Posted by Jeanne on December 22, 2008

Dog Picture

Elvis Presley may have made hound dogs popular with his 1956 remake of the song, “Hound Dog,” but ancient literature is replete with reference to Hounds. Zenophon the Greek discoursed at length on the care of hounds. This blog post highlights the breeds included officially in the Hound Show Group. There are many more hound breeds throughout the world but space does not permit mention of them.

A general grouping falls in three classifications — trailing hounds, coursing hounds, and miscellaneous.

Dachshund has Hunting Desire

Trail Hounds, as the name indicates, are keen to follow a trail or ground scent in the field. I can group the short-legged, long-backed breeds here: basset hound (a French breed), the dachshund, (really French in origin just as the poodle is German in origin). Do not be misled by the clowning dachs — he has a keen nose and usually delights to follow a game trail in the woods.

Beagle has Baritone Bark

The foxhound group is a familiar one. There are both American and English foxhounds. President Washington was a devout fancier of the foxhound and the chase. The harrier is a medium-sized foxhound. The beagle, belonging to the same general family, is the smallest, and perhaps with his baritone bay, the most melodious of all breeds.

Bloodhound: A Gentle Breed

The black-and-tan coonhound is the only one of a half dozen distinct coonhound varieties recognized for show and stud book (although there are minor stud books that embrace all coonhounds). The bloodhound is among the oldest of purebreeds, not at all bloody or vicious as his name implies; and his bloodlines have been used to modify or create other breeds. There is bloodhound blood somewhere along the line in coonhounds and bassets.
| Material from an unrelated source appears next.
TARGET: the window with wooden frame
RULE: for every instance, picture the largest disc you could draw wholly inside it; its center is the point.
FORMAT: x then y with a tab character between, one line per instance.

Use Sight in Preference to Nose

Coursing Hounds, having swiftness of action, pursue or course their game by sight rather than by the slower method of following the aura of scent. This does not mean they do not have scenting ability. The general greyhound family, perhaps the oldest of distinct canine families, includes the greyhound proper, the medium sized greyhound or whippet, and the toy size, the Italian greyhound.

Many Members of Greyhound Family

But the family is large and includes long-coated breeds. Among these are the afghan, the saluki or gazelle hound, perhaps the most graceful-moving of all breeds. The borzoi or Russian wolfhound. Scottish deerhound: and its large cousin the Irish Wolfhound, tallest and longest of all breeds.

The Miscellaneous Group brings together an interesting assembly of breeds. The basenji or barkless (but not noiseless) dog from the African Congo. Norwegian elkhound, an all-purpose dog in its native Norway and really not too much at home in the hound group. The otterhound, a rough and-ready water dog, ancestor of the airedale.

Ridgeback is from Africa

And the latest addition to the so-called royal canine family—the Rhodesian ridgeback, a medium to large-sized, short-coated, tan-colored hunting dog from Rhodesia, getting its name from this African area and from a ribbon of hair about one and a half inches wide, which runs along and on the backbone from base of shoulders to the rump but in the opposite direction to the ‘lay’ of hair, that is, it points toward the head.